The other part of this is that you’re talking with people who aren’t speaking the same language as you are – their group has special meanings for “plus” and “equals”, for example. So debating with them is pointless. Communication relies on common and shared meanings for words, when this does not apply, the signifiers may be the same, but the thing signified is radically different. If you adopt their definition – “engage with the theory” – then debate is still pointless, since by adopting their definitions, you’ve also assumed their conclusions, you’ve allowed their framing to dominate yours, and you lose the game. And they’ve been conditioned to see only their framing as valid, by the various techniques cults use. Rarely will you be able to go one on one with them for any length of time, and this is important, because the other person can come up with a thought-stopping cliché which will evoke a conditioned response, and subvert any sort of critical analysis. And critical analysis – putting the two systems of thought side by side and comparing them with respect to the outside world – is derailed.
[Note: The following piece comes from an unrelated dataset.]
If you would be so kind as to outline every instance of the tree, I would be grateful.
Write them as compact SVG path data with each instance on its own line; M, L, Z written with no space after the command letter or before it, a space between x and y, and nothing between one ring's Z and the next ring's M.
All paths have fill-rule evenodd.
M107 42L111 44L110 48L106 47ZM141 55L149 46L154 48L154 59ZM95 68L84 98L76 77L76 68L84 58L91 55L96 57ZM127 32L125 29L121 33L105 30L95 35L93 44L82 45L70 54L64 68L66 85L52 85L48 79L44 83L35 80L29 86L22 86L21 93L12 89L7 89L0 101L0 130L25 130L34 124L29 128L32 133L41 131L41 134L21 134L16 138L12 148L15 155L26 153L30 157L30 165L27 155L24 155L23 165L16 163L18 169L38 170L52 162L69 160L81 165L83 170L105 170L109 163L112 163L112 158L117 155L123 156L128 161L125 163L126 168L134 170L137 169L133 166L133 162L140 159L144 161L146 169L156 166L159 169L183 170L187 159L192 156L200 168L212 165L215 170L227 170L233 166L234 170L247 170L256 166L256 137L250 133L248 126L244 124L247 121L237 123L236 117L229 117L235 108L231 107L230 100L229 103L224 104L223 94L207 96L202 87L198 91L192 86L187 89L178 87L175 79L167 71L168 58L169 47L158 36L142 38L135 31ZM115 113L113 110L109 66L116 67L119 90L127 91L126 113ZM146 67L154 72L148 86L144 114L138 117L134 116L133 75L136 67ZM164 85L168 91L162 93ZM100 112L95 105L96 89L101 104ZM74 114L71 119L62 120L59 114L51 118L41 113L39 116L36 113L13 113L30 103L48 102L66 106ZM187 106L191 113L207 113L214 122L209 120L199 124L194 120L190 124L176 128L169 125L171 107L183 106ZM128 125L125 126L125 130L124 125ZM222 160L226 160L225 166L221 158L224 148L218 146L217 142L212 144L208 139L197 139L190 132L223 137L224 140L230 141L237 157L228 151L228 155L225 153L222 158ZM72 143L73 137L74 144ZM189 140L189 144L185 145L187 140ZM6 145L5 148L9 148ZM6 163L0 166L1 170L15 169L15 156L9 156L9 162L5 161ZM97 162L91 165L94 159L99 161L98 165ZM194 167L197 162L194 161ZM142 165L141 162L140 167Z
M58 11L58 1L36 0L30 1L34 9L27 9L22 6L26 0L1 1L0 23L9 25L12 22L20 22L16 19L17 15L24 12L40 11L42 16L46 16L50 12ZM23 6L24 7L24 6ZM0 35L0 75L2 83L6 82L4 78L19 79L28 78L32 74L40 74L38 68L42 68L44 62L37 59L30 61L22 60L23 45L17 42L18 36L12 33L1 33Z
Not being a mathematician, but observing the gist of these arguments, I would say that those who are comfortable with the destruction of concrete meaning embrace R. D. Laing.

In particular :Rule A: Don’t. Rule A1: Rule A doesn’t exist. Rule A2: Do not discuss the existence or non-existence of Rules A, A1 or A2.” R. D. LAING, Knots

Though they may not like

“Experience is mad when it steps beyond the horizons of our common, that is, our communal sense.” R. D. LAING, “Transcendental Experience in Relation to Religion and Psychosis”, The Psychedelic Review

Another rigorous system with irregular “truths” like 2+2=5:

Form the sequence F: 1, 0, 3, 2, 5, 4, 7, 6, … (just reverse the order of adjacent pairs in the ordinary sequence 0, 1, 2, 3, …)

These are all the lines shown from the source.